Обед проходит с предельными предосторожностями с обеих сторон: нейтральные шутки, не выходящие за рамки приличия, светская беседа о рецанской кухне, породах кошек, погоде, вскользь упомянутый политический кризис на Востоке — за едой работу не обсуждают — и сдержанные, истинно райвенлокские улыбки. И… и акцент. Вернее, его полнейшее отсутствие.

Язык у бывшей колонии и бывшей метрополии один, но произношение ощутимо разнится. В Эглерте слова выговаривают мягко, плавно, с придыханием на гласных — как Тадеуш, например. Астори уже почти забыла, как звучит чистый райвин… такой, каким изъясняются на её родине или в Райвенлоке.

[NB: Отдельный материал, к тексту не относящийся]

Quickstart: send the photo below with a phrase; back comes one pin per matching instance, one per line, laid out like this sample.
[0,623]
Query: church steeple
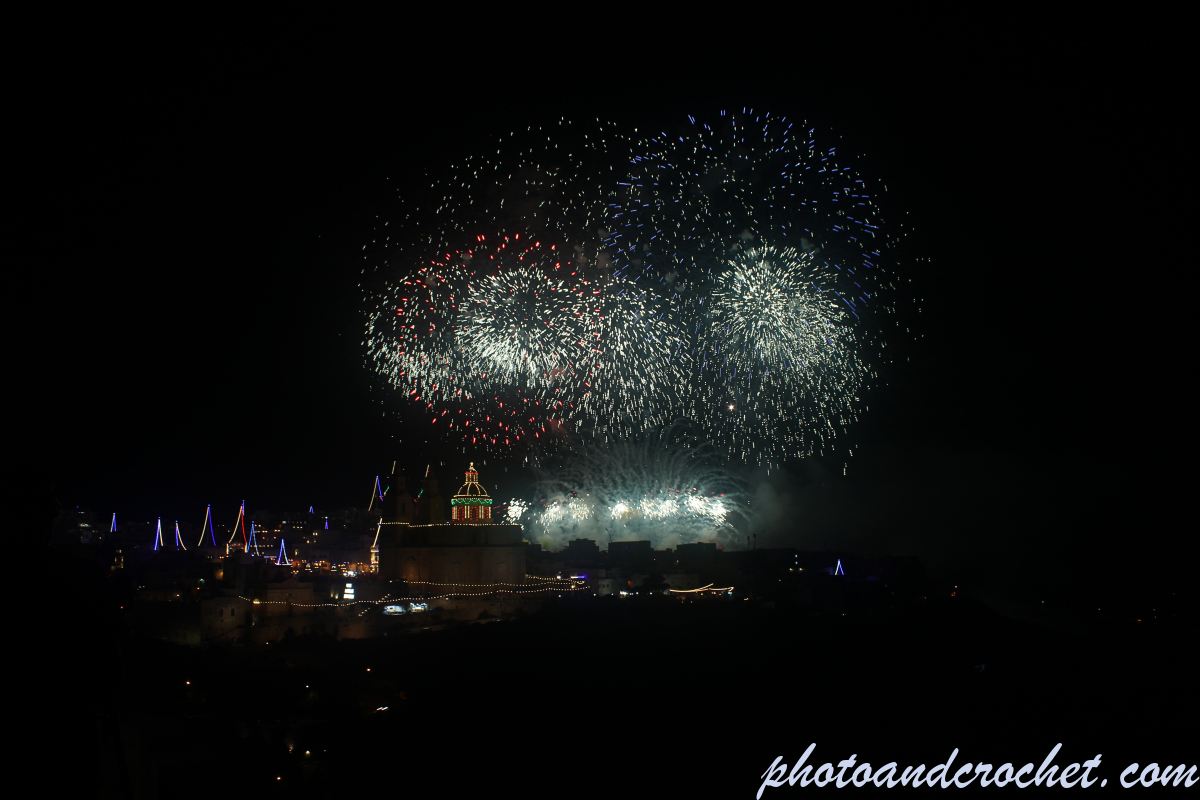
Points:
[472,504]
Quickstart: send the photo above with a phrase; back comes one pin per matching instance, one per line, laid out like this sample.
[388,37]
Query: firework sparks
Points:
[665,491]
[730,275]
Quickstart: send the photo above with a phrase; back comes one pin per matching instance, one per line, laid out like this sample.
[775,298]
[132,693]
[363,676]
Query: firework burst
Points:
[666,491]
[781,368]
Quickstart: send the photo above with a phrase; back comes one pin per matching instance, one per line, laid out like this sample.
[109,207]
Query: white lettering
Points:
[1049,774]
[945,768]
[891,767]
[963,770]
[841,771]
[769,775]
[1087,768]
[802,775]
[1179,775]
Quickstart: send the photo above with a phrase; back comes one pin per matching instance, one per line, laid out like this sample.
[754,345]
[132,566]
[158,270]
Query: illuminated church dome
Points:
[472,504]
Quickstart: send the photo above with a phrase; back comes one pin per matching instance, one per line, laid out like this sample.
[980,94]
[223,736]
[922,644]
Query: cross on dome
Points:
[472,488]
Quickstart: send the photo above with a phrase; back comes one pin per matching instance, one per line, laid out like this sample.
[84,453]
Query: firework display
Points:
[661,491]
[588,286]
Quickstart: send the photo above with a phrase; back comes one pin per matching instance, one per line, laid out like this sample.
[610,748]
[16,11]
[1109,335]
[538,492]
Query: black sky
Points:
[209,197]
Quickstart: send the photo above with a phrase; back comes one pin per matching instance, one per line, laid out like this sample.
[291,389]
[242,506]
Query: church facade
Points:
[467,553]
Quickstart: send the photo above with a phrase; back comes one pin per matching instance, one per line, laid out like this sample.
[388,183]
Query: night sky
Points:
[210,200]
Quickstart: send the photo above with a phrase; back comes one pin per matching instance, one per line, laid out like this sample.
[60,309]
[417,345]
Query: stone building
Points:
[471,553]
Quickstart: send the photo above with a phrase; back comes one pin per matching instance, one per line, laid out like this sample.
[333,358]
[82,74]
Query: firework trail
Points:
[769,252]
[780,370]
[669,491]
[549,294]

— Прелестнейшая копия «Девушки и тигра» до сих пор висит в Национальном музее искусства. Выставка заканчивается только на будущей неделе, — оживлённо вещает Миклас и одновременно орудует вилкой с непринуждённой изящной ловкостью истинного дипломата. — Тадеуш, вы ещё успеваете.

Тадеуш улыбается, прищуриваясь.

— Благодарю, Миклас. Если выдастся спокойная минутка и Её Величество согласится…

— Не имею ничего против, — пожимает плечами Астори и берёт наполненный ториком бокал. Растягивает уголки рта в мягкой усмешке. — Господин Бартон разбирается в искусстве намного лучше меня, и, право же, это неловко. Мне давно стоит наверстать упущенное.

Король Стецель посмеивается, сложив руки на животе.

— За этими премьерами глаз да глаз! Не так ли, Ваше Величество? Вам-то точно должно быть об этом известно. Получше, чем мне.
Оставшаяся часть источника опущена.